We used iBatis to access our PostgreSQL job tracker server. It's an unorthodox use of iBatis (the IPE is not web based) but it makes for a fast development cycle and easy maintenance. Our users can monitor a job on any cluster computer from the comfort of their desk.

For those times when our client sends us data in a mystery format with no file extension. We can load any binary file into our binary editor. We even have an ascii table view to help with conversions from hex to octal to decimal to ascii. I wonder if we'll need a slider ruler view?

Another sore point I have with the available image libraries. The seismic industry image standard is TIFF on steroids. We can't load a typical TIFF image into an SWT Image object because it will use over 2 gigabytes of memory. We're still working out performance kinks on this one. I'll be looking at Batik and libTiff in 2008. The SWT TIFF support wasn't designed with us in mind.

Our front end to the Portable Batch System (PBS) developed by NASA back in the early 1990s.

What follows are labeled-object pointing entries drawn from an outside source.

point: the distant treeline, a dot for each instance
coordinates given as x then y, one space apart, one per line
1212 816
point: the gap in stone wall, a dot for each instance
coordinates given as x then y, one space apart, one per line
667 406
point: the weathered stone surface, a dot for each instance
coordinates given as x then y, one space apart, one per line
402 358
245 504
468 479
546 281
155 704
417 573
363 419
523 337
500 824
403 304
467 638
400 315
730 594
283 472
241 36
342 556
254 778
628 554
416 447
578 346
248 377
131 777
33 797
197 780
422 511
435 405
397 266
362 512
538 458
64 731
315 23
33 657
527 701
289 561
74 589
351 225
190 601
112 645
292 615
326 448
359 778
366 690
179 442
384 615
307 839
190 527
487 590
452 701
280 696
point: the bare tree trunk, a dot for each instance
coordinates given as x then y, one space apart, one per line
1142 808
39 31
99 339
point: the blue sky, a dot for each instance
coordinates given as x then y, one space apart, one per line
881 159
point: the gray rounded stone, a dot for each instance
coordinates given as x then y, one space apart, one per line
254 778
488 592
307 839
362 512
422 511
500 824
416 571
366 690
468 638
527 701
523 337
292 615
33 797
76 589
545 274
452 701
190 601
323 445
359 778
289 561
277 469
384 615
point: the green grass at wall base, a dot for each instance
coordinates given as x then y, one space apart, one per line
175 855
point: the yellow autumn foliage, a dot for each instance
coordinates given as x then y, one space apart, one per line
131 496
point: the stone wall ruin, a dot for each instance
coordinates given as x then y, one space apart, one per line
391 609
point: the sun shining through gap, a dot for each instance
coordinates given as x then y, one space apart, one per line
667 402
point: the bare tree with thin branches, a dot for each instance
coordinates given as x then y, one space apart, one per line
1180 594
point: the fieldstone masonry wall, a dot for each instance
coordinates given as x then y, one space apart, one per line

We use PBS to manage our computer clusters. Users can submit hundreds or thousands of processing jobs with a simple click of a button. It's grid computing on steroids.

The processing requirements vary depending on the state of the seismic data. We still have to manually configure our computers for peek performance. That is why we have so many different processing queues. I know it sounds like we're in the age of ENIAC but we still haven't found computer hardware that is flexible enough to handle all our high performance processing needs. Heck, we're looking at moving our processing system onto GeForce graphics cards to squeeze out every last FLOP.

Job, jobs and more jobs. Managing thousands of jobs that could run for weeks is getting easier. Using an Eclipse view to filter and sort jobs has made life a little less stressful for our users. More advanced tools are in the works for 2008 and 2009 as we try to figure out better ways for our cluster computers to manage themselves.

Bless the wiki. We use it more and more to keep our internal users informed. The Eclipse platform allows us to search our internal doc, our wiki, and our Eclipse based info center with the click of one button. It's great.

We are pushing the Eclipse RCP to extremes that I know were never envisioned by the Eclipse team back in the 2001. Although we've found a few performance weaknesses we've never regretted our decision to adopt Eclipse RCP.

1 comment:

Chris Aniszczyk (zx) said...

Cool stuff!

I believe you're speaking at EclipseCon, is that correct?